The crash caused lengthy delays on Saturday and a photos of the scene suggests the vehicle involved was a white Ferrari 458 Italia.
It is understood the supercar was listed for sale by Continental Cars, but the dealer has refused to comment on whether it was on a test drive at the time of the crash. The company says the matter is "confidential".
Generally a car dealer takes responsibility for insuring vehicles for sale and this extends to an incident that takes place during a test drive.
The 2013 Ferrari 458 Italia Coupe was listed for sale at $289,000.
The sports car has a 4.5-litre engine and can go from 0-100 km/h in under 3.4 seconds - with a top speed of 325km/h.
The ad disappeared from the dealer's website over the weekend - but a cached version shows the Ferrari coupe, licence plate IT4LIA, was worth $289,900.
A police spokeswoman said Saturday's crash happened just after midday. The vehicle was blocking the left two lanes in the tunnel, heading north.

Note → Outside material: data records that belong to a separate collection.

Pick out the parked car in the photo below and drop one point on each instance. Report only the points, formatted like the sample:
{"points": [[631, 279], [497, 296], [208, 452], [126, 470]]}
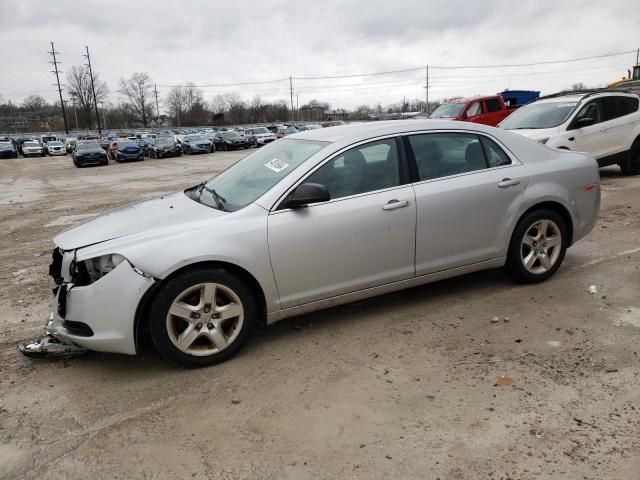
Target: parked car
{"points": [[259, 136], [32, 148], [127, 150], [89, 152], [55, 147], [330, 217], [45, 139], [70, 143], [8, 150], [605, 123], [229, 140], [285, 130], [192, 144], [162, 147], [489, 110]]}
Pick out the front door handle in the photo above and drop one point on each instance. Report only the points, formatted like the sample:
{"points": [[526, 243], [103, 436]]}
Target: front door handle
{"points": [[508, 182], [393, 204]]}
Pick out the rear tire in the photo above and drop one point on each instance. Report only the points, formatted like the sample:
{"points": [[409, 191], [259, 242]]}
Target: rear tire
{"points": [[198, 334], [538, 246], [631, 166]]}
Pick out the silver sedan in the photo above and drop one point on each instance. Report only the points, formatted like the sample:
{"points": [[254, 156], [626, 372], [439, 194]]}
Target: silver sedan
{"points": [[317, 219]]}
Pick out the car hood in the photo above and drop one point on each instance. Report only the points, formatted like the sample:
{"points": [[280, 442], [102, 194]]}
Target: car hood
{"points": [[536, 133], [86, 151], [149, 216]]}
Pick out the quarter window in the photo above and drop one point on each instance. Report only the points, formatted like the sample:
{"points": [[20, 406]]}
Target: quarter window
{"points": [[474, 109], [443, 154], [369, 167], [496, 157], [493, 105]]}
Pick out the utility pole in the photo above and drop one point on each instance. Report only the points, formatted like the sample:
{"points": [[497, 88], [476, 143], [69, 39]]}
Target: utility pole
{"points": [[426, 90], [93, 89], [155, 90], [55, 66], [75, 111], [291, 92]]}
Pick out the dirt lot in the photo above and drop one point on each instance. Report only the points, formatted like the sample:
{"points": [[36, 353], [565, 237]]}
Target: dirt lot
{"points": [[402, 386]]}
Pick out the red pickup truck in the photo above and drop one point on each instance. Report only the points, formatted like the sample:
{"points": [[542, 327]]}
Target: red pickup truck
{"points": [[486, 110]]}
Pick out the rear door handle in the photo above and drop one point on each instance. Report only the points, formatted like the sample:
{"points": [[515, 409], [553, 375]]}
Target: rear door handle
{"points": [[508, 182], [394, 204]]}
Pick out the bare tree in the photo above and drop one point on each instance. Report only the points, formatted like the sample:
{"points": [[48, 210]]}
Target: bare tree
{"points": [[79, 88], [175, 103], [139, 94], [34, 102]]}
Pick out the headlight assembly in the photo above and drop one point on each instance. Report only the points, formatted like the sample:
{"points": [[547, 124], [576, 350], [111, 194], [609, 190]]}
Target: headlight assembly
{"points": [[88, 271]]}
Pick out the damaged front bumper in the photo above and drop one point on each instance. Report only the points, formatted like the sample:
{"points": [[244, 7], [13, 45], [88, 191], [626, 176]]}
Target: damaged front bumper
{"points": [[99, 316]]}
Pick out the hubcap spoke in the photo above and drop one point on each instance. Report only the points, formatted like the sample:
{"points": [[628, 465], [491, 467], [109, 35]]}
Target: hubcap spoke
{"points": [[552, 241], [217, 338], [530, 259], [182, 310], [231, 310], [186, 338], [545, 262], [208, 295]]}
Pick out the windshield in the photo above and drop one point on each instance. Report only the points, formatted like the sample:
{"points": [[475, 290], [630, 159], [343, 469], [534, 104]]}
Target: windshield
{"points": [[448, 110], [539, 115], [251, 177]]}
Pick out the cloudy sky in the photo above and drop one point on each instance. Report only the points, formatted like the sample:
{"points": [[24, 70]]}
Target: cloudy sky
{"points": [[222, 44]]}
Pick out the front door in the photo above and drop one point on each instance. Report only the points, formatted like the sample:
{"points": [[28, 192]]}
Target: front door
{"points": [[467, 199], [363, 237]]}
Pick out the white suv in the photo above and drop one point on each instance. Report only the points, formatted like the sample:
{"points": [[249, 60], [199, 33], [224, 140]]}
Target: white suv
{"points": [[604, 123]]}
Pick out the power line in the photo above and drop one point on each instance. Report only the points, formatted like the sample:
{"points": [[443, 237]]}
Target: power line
{"points": [[55, 66]]}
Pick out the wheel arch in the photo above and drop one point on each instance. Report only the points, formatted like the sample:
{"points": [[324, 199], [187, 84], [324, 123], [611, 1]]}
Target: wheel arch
{"points": [[141, 319], [554, 206]]}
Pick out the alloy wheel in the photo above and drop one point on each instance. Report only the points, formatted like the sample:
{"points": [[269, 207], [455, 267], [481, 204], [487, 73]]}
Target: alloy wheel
{"points": [[205, 319], [541, 246]]}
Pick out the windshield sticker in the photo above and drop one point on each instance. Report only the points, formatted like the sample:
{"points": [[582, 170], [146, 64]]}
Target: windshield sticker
{"points": [[276, 165]]}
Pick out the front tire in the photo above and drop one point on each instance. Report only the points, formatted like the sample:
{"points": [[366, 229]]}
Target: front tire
{"points": [[631, 166], [538, 246], [202, 317]]}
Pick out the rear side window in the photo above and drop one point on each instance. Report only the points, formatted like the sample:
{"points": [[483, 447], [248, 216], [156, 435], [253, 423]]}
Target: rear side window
{"points": [[493, 105], [631, 103], [443, 154], [614, 107]]}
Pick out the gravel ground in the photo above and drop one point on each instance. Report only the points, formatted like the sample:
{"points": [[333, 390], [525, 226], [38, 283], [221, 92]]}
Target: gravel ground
{"points": [[404, 386]]}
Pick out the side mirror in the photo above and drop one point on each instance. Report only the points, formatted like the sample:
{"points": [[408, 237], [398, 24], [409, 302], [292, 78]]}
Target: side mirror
{"points": [[306, 194], [584, 122]]}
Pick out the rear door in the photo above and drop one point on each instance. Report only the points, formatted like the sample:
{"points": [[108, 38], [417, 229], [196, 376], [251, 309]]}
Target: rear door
{"points": [[363, 237], [468, 194], [618, 125], [591, 138]]}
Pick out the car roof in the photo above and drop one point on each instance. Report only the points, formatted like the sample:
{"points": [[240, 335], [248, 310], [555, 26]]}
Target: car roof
{"points": [[364, 131]]}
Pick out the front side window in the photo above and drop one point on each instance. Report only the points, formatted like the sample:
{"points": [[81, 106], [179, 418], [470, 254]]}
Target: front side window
{"points": [[251, 177], [590, 110], [443, 154], [367, 168]]}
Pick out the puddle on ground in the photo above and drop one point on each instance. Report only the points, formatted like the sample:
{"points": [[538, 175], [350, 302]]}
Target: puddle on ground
{"points": [[628, 317]]}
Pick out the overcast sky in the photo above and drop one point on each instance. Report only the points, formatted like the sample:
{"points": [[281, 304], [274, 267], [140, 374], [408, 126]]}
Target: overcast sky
{"points": [[229, 42]]}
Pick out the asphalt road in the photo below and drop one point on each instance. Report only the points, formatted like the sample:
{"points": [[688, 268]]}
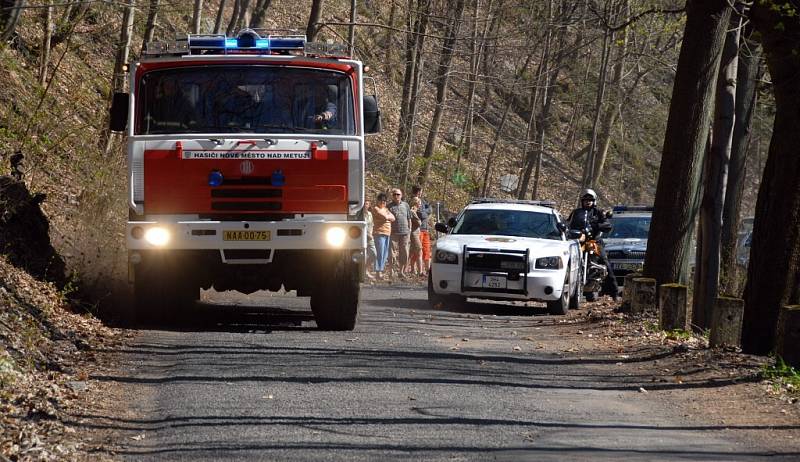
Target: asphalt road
{"points": [[252, 379]]}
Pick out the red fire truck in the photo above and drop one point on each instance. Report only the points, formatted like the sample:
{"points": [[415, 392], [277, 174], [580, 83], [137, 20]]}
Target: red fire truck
{"points": [[246, 172]]}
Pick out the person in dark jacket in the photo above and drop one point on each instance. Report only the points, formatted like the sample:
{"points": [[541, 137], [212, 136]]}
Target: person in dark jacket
{"points": [[593, 221]]}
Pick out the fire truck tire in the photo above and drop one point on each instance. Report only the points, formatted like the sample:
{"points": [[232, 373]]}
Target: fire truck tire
{"points": [[161, 297], [335, 301]]}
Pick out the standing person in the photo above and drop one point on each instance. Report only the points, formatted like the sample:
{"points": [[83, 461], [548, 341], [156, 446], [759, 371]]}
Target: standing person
{"points": [[424, 213], [589, 217], [401, 231], [382, 229], [372, 252], [415, 256]]}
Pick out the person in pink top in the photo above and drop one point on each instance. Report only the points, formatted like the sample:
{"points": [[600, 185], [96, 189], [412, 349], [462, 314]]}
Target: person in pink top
{"points": [[381, 230]]}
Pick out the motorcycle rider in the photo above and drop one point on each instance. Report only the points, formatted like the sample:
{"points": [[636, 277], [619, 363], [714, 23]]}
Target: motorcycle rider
{"points": [[593, 221]]}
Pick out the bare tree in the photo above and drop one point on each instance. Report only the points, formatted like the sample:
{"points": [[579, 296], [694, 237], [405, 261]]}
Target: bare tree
{"points": [[150, 26], [313, 20], [123, 50], [260, 13], [456, 8], [773, 275], [716, 176], [749, 73], [220, 17], [675, 206], [47, 23], [9, 17], [197, 12]]}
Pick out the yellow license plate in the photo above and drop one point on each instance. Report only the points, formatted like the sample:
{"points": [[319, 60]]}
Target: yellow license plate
{"points": [[246, 235]]}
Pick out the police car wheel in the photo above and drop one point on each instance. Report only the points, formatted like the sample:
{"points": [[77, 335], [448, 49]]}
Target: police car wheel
{"points": [[560, 306], [335, 301]]}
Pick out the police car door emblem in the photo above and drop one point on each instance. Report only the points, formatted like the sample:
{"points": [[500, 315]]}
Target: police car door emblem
{"points": [[246, 167]]}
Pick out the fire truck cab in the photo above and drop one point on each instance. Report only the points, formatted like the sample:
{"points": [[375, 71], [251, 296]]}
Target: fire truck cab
{"points": [[246, 172]]}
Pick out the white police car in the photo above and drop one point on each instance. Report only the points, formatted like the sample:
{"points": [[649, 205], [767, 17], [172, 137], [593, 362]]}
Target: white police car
{"points": [[506, 250]]}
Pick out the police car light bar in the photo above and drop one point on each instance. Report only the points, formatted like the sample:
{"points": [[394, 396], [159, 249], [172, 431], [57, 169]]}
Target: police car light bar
{"points": [[491, 200], [632, 208], [248, 41]]}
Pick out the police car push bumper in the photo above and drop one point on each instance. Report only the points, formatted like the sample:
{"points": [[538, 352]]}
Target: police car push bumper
{"points": [[210, 235], [540, 285]]}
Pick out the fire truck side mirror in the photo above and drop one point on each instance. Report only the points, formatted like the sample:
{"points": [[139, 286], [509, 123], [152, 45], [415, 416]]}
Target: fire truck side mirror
{"points": [[372, 115], [119, 112]]}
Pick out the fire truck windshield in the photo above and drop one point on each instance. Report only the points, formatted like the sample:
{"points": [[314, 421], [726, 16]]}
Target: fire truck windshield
{"points": [[245, 99]]}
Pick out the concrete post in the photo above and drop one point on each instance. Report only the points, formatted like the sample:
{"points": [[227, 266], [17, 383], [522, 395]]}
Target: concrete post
{"points": [[643, 296], [726, 322], [673, 310], [787, 342]]}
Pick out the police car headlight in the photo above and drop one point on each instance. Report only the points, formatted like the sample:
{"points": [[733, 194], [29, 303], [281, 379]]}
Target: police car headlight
{"points": [[335, 237], [548, 263], [157, 236], [443, 256]]}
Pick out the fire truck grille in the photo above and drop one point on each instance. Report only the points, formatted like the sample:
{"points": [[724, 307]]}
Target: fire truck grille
{"points": [[247, 193], [245, 206]]}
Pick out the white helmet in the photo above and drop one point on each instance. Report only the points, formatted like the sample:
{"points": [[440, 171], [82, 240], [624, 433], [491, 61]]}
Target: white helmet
{"points": [[590, 193]]}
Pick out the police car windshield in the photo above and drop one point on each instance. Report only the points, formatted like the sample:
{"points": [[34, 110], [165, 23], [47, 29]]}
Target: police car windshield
{"points": [[629, 227], [245, 99], [517, 223]]}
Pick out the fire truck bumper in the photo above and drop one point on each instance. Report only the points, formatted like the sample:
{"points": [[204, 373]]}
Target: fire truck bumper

No ambulance was called as the driver had not been injured. Police organised a tow truck which took the car away at 1.31pm, but traffic was heavy in the area for another hour.
Police were still making inquiries and no charges have been laid at this stage, a spokesman said today.Continental Cars principal dealer Tony Elsmore told the Herald on the day of the crash that he was aware something had happened but declined to comment further.
He has since declined to respond to emailed questions, saying the matter was confidential.
If the incident was a test drive it's not the first time a supercar has been wrecked on an Auckland motorway.
In 2017 a global software executive flipped a McLaren on Auckland's Northwestern Motorway while taking it for a test drive.
Witnesses heard the black McLaren "screaming" on to the motorway before the crash.
The driver, high-flying Dell executive Heng Loon Chee, was taking the supercar for a test drive when the crash happened.
He was rounding a corner at up to 120km/h when he lost control. The car went under a safety barrier and rolled down an embankment.
Chee told the court through his lawyer the crash happened because he was taking the corner too fast and the tyres were cold.
He also had no prior experience with the vehicle and made an error behind the wheel with things unravelling extremely quickly.
Chee later pleaded guilty to careless driving.